Deconstructing the Google S-1 ipo filing
The Google IPO mania is here and it appears that Dan Gillmor's hopes have come through. This seems as if it is a landmark public offering in terms of the company, the attittude and the way the ipo is done. Notes here as i get through the s-1 sec filing:
- the most untraditionel opening of a prospectus. A very strong message from the founders outlining their vision for the company and how they intend to do it their way
- shares have been split into two classes to let the founders and the management retain control. A highly controversial move these days, but imho worth the respect considering how they manage the company. Also a testiment to the apparent battle the founders have had with the vc's pressing for liquidity
- the WHOLE offering will be a dutch auction model (pioneered by Bill Hambrecht for technology offerings). This means that we won't see any of the absurd ipo procedures we saw in the bubble and that the market truly will set the valuation. Also that the proceeds will get in Google coffers and not some friends of the investment bankers that flip their shares. But also a highly experimental thing to do with such huge demand. But respect full.
- revenue for the 2003: 961,874,000 $ with a income of 342,464,000 $ before taxes. An income margin of around 35%! Taking into account option charges that probably are temporary the income is over 500,000,000 $ - a margin of 50%.
- revenue for q1 2004: 389,638,000 $. Income: 155,232,000$ before taxes. Just extrapolating the numbers with the growth could mean revenues around 2 billion and income of around 800 million $ before taxes for year 2004.
- total assets above 1 billion $. Total assets after the disclosed estimate of 2,7 billion $ in proceeds from the offering just under 4 billion$. This could get way higher if the auction price gets high (depending on how many insiders cash out in the process - imho the only mixed signal in the offering - but probably a condition from the vc's).
- proforma book value per share as of march 31,2004: 2,96$
- 1,907 employees.
- orkut is a subsidiary of Google Inc, Orkut LLC.

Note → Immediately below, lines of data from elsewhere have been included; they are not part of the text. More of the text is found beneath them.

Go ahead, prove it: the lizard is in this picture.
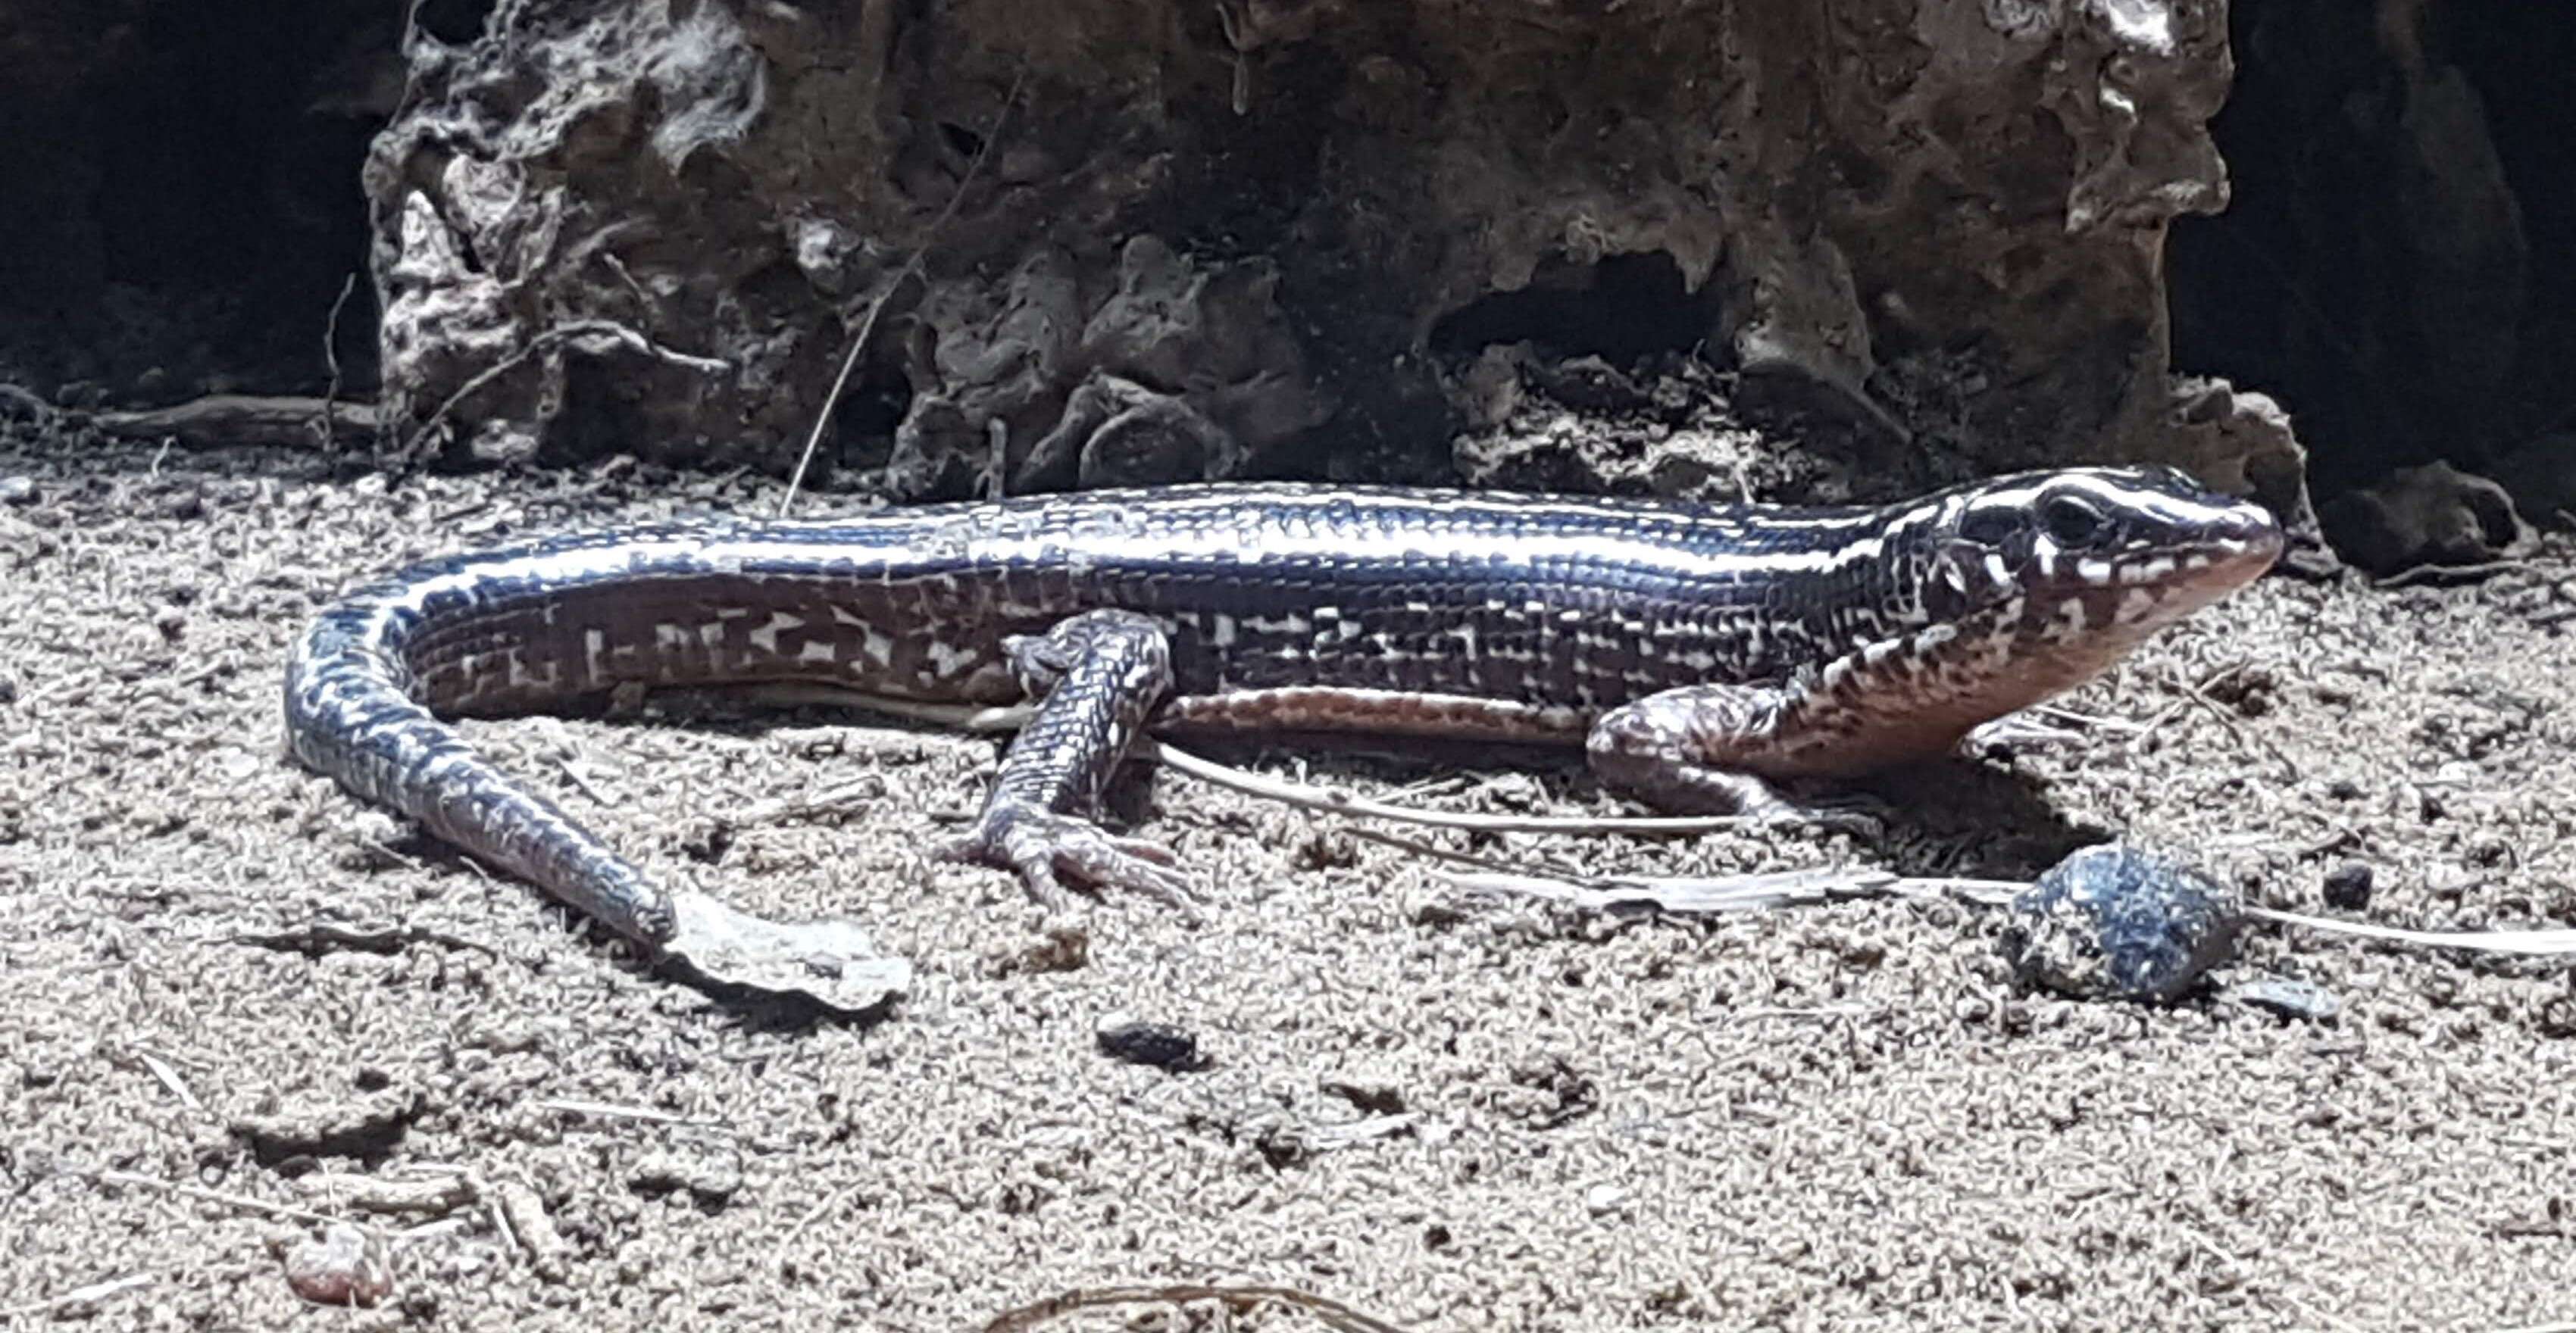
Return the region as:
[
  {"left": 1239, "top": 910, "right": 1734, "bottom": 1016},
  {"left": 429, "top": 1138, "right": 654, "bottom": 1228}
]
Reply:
[{"left": 282, "top": 466, "right": 2284, "bottom": 1003}]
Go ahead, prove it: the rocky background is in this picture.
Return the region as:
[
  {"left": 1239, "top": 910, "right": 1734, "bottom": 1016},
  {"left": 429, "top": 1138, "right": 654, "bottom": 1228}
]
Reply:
[{"left": 0, "top": 0, "right": 2565, "bottom": 557}]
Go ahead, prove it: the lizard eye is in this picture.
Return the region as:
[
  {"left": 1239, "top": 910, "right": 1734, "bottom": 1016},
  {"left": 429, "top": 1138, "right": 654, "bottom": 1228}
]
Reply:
[{"left": 2042, "top": 494, "right": 2106, "bottom": 546}]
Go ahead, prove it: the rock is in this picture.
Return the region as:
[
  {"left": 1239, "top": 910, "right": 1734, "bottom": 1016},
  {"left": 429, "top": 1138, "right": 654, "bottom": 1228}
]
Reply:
[
  {"left": 627, "top": 1150, "right": 742, "bottom": 1204},
  {"left": 2002, "top": 844, "right": 2246, "bottom": 1004},
  {"left": 2158, "top": 379, "right": 2318, "bottom": 557},
  {"left": 2226, "top": 976, "right": 2341, "bottom": 1023},
  {"left": 354, "top": 0, "right": 2249, "bottom": 490},
  {"left": 1095, "top": 1013, "right": 1206, "bottom": 1071},
  {"left": 2318, "top": 461, "right": 2528, "bottom": 576},
  {"left": 2321, "top": 862, "right": 2374, "bottom": 911},
  {"left": 1011, "top": 370, "right": 1245, "bottom": 493},
  {"left": 283, "top": 1222, "right": 392, "bottom": 1307},
  {"left": 0, "top": 476, "right": 33, "bottom": 506}
]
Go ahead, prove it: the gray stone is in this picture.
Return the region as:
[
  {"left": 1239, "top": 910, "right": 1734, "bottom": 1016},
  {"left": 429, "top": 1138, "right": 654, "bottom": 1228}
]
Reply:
[{"left": 2004, "top": 844, "right": 2246, "bottom": 1004}]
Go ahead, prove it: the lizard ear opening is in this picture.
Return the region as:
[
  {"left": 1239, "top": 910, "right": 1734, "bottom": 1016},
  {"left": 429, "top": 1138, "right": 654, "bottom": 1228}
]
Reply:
[
  {"left": 1934, "top": 534, "right": 2026, "bottom": 608},
  {"left": 1954, "top": 506, "right": 2022, "bottom": 549}
]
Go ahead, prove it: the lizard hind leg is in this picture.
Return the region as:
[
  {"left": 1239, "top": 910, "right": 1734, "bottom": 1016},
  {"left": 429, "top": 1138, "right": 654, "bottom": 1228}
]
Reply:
[{"left": 936, "top": 609, "right": 1199, "bottom": 916}]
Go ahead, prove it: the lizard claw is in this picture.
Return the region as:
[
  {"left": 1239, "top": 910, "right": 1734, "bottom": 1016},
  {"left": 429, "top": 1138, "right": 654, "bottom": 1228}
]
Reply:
[
  {"left": 1780, "top": 804, "right": 1887, "bottom": 840},
  {"left": 940, "top": 800, "right": 1201, "bottom": 921}
]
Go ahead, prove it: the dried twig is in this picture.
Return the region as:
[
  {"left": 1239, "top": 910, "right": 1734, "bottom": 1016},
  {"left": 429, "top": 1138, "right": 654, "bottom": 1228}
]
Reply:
[
  {"left": 94, "top": 1169, "right": 350, "bottom": 1228},
  {"left": 2248, "top": 907, "right": 2576, "bottom": 957},
  {"left": 981, "top": 1281, "right": 1414, "bottom": 1333},
  {"left": 1341, "top": 824, "right": 1581, "bottom": 880},
  {"left": 2371, "top": 557, "right": 2537, "bottom": 590},
  {"left": 132, "top": 1049, "right": 203, "bottom": 1113},
  {"left": 0, "top": 1275, "right": 152, "bottom": 1319},
  {"left": 489, "top": 1178, "right": 570, "bottom": 1281},
  {"left": 551, "top": 753, "right": 614, "bottom": 809},
  {"left": 2177, "top": 663, "right": 2300, "bottom": 782},
  {"left": 1440, "top": 866, "right": 2024, "bottom": 914},
  {"left": 228, "top": 922, "right": 497, "bottom": 960},
  {"left": 1419, "top": 859, "right": 2576, "bottom": 958},
  {"left": 530, "top": 1097, "right": 727, "bottom": 1129},
  {"left": 0, "top": 381, "right": 58, "bottom": 424},
  {"left": 295, "top": 1172, "right": 477, "bottom": 1218},
  {"left": 774, "top": 1179, "right": 866, "bottom": 1275},
  {"left": 405, "top": 320, "right": 728, "bottom": 457},
  {"left": 321, "top": 270, "right": 359, "bottom": 451},
  {"left": 1148, "top": 739, "right": 1777, "bottom": 835},
  {"left": 89, "top": 395, "right": 380, "bottom": 448},
  {"left": 733, "top": 777, "right": 887, "bottom": 826},
  {"left": 779, "top": 67, "right": 1027, "bottom": 518}
]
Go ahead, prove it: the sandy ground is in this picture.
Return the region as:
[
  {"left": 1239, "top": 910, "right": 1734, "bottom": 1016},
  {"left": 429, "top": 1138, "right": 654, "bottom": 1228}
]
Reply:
[{"left": 4, "top": 435, "right": 2575, "bottom": 1332}]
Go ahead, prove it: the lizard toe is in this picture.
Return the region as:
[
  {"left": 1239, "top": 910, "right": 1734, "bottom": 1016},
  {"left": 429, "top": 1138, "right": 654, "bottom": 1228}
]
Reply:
[{"left": 947, "top": 801, "right": 1199, "bottom": 919}]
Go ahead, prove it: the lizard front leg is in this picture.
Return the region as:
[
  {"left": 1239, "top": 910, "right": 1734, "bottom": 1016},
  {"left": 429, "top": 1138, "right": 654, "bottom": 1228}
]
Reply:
[
  {"left": 1587, "top": 673, "right": 1914, "bottom": 832},
  {"left": 1588, "top": 615, "right": 2055, "bottom": 826},
  {"left": 939, "top": 609, "right": 1198, "bottom": 915},
  {"left": 1587, "top": 679, "right": 1838, "bottom": 819}
]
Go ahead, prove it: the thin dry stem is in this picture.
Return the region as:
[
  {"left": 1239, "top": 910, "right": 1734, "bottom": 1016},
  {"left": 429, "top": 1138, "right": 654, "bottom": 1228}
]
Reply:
[
  {"left": 779, "top": 68, "right": 1027, "bottom": 517},
  {"left": 980, "top": 1281, "right": 1414, "bottom": 1333}
]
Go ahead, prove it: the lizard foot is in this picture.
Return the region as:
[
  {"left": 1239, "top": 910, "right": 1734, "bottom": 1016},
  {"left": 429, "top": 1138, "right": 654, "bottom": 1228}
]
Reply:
[
  {"left": 1658, "top": 779, "right": 1889, "bottom": 839},
  {"left": 939, "top": 799, "right": 1201, "bottom": 921},
  {"left": 1750, "top": 793, "right": 1889, "bottom": 840}
]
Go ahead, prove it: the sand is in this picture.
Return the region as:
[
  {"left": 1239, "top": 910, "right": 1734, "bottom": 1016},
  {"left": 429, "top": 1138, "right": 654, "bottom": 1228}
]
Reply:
[{"left": 4, "top": 435, "right": 2574, "bottom": 1331}]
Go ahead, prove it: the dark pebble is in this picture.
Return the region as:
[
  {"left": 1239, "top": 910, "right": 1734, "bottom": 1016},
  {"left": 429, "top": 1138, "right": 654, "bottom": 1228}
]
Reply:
[
  {"left": 2002, "top": 844, "right": 2245, "bottom": 1004},
  {"left": 2321, "top": 861, "right": 2374, "bottom": 911},
  {"left": 1095, "top": 1016, "right": 1206, "bottom": 1071}
]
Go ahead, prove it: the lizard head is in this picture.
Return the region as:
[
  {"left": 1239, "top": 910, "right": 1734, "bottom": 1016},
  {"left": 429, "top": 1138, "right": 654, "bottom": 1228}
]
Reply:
[{"left": 1923, "top": 466, "right": 2284, "bottom": 635}]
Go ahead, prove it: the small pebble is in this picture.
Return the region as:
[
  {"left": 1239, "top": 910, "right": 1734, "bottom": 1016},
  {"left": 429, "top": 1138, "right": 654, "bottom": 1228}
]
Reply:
[
  {"left": 0, "top": 476, "right": 34, "bottom": 506},
  {"left": 284, "top": 1222, "right": 392, "bottom": 1307},
  {"left": 2002, "top": 844, "right": 2245, "bottom": 1003},
  {"left": 1095, "top": 1014, "right": 1206, "bottom": 1071},
  {"left": 2227, "top": 976, "right": 2342, "bottom": 1022},
  {"left": 627, "top": 1150, "right": 741, "bottom": 1203},
  {"left": 2321, "top": 861, "right": 2374, "bottom": 911}
]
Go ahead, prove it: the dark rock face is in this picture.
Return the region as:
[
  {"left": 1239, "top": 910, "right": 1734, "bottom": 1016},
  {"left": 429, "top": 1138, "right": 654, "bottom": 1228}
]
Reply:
[
  {"left": 354, "top": 0, "right": 2298, "bottom": 508},
  {"left": 0, "top": 0, "right": 395, "bottom": 401},
  {"left": 2170, "top": 1, "right": 2571, "bottom": 506}
]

- Establishment of a Google Foundation with approx 1% equity in Google and 1% of income. Interesting move instead of the founders setting foundations up for themselves. Probably inspired by salesforce.com
- "Between February 2001 and February 2003, the registrant issued 446,000 shares of common stock as consideration for four acquisitions. The acquisition of Pyra (Blogger) is one those four.
All in all. This is the real thing. It feels like reading Netscape's prospectus in 1995 - but 9 years later with strong values, a good business model, good incomes, true leadership from the founders, a fair distribution model for the shares, a foundation to distribute some of the wealth,etc.
It feels like we've come somewhere the last 9 years in terms of how business is integrated into society and humanity. Respect, Larry and Sergey! A lot of people had high expectations for how you would do this since you have a great responsibility on your shoulders since you'll be kickstarting a new wave of innovation - and you came through - for all of us.
(Short term the media frenzy might take the stock up and down, it might open too high, etc. - but this is a long term play).